= Qualitative reasoning =

Area of research in Artificial Intelligence

Qualitative Reasoning (QR) is an area of research within Artificial Intelligence (AI) that automates reasoning about continuous aspects of the physical world, such as space, time, and quantity, for the purpose of problem solving and planning using qualitative rather than quantitative information. Precise numerical values or quantities are avoided, and qualitative values are used instead (e.g., high, low, zero, rising, falling, etc.).

== Purpose ==
Qualitative reasoning creates non-numerical descriptions of physical systems and their behavior, preserving important behavioral properties and qualitative distinctions. The goal of qualitative reasoning research is to develop representation and reasoning methods that enable computer programs to reason about the behavior of physical systems, without precise quantitative information. An example is observing pouring rain and the steadily rising water level of a river, which is sufficient information to take action against possible flooding without knowing the exact water level, the rate of change, or the time the river might flood.

== Principles ==
The principles used are motivated by human cognition.

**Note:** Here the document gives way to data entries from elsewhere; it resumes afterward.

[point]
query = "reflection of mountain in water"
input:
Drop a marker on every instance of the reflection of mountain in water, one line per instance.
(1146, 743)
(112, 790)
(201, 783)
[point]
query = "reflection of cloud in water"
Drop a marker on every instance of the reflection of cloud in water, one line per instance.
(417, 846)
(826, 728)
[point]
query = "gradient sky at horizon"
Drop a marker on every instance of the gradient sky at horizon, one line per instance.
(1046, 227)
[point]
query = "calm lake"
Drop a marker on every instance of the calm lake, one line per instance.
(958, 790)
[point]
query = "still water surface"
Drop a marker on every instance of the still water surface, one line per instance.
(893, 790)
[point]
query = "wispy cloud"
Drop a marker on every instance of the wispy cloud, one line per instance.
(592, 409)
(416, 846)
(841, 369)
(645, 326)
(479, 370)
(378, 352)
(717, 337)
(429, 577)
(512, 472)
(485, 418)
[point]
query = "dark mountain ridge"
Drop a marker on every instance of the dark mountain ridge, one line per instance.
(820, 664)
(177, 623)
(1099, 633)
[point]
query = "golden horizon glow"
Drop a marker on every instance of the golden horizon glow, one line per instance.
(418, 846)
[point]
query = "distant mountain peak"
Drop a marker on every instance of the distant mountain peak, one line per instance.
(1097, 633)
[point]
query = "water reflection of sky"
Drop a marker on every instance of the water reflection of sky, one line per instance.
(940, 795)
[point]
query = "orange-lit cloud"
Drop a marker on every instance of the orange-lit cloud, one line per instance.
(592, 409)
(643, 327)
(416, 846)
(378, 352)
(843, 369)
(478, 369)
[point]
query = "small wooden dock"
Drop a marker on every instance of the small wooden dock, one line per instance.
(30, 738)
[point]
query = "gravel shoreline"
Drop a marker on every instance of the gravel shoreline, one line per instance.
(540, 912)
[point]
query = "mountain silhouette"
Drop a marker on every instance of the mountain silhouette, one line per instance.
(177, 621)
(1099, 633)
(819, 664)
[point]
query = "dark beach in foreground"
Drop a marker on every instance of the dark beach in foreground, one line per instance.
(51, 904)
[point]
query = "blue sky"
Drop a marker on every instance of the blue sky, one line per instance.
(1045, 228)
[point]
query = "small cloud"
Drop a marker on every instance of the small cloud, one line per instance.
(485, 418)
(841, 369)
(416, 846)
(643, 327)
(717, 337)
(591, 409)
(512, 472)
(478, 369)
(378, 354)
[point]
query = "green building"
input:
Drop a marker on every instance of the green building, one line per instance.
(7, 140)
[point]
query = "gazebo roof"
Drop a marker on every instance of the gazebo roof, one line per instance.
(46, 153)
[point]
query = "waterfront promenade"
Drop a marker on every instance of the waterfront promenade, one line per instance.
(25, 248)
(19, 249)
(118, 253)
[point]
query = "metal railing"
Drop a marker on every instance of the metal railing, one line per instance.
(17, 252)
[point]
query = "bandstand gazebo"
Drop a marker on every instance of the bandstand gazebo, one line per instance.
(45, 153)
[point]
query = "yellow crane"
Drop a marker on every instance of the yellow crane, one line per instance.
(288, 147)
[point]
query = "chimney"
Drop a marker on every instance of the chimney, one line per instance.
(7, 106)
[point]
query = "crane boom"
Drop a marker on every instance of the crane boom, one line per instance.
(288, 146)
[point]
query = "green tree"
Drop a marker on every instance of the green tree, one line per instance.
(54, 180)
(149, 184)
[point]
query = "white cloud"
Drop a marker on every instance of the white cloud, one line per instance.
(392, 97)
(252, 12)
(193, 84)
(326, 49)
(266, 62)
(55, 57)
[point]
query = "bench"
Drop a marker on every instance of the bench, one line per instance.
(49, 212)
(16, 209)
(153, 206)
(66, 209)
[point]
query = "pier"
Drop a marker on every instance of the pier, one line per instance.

The principles of qualitative reasoning include:

- Discrete values
  - Represent continuous quantities using discrete entities for reasoning
  - Example: Instead of using a numerical value for rate of change, consider whether it is increasing, decreasing or constant
- Relevant values
  - Choose qualitative values based on relevance to a task
  - Example: If the temperature is changing, the boiling point may be important, but if the temperature is constant, the boiling point may be irrelevant
- Ambiguous values or results
  - Instead of providing one answer, provide a range of answers
  - Example: Instead of computing a numeric level or quantity of water, provide two answers: low or zero
- Modeling a process
  - Represent the states
  - Represent the transitions between states
  - For quantities, determine landmarks and use inequality reasoning
  - Example:
If the temperature of water is below the boiling point, then the water level is constant or slowly decreasing;
if the temperature of water is above the boiling point, then the water level is rapidly decreasing;
if water has a temperature that changes from below the boiling point to above the boiling point, then the water level will change to rapidly decreasing;
if water is above the boiling point for a specified length of time, the water level will be low or zero

== Uses ==
The techniques which have been developed for qualitative reasoning permit the simulation of quantitative systems which are subject to multiple constraints in the form of inequalities as well as equalities. It can permit the simulation of certain important systems, such as ecosystems, which might otherwise be too complex to model. Qualitative reasoning provides a method for modeling with quantitative inequalities in addition to qualities.

Successful application areas include process control, system verification, explanation, autonomous spacecraft support, simulation and explanation of the behavior of structures, failure analysis and on-board diagnosis of vehicle systems, automated generation of control software for photocopiers, conceptual knowledge capture in ecology, and intelligent aids for human learning.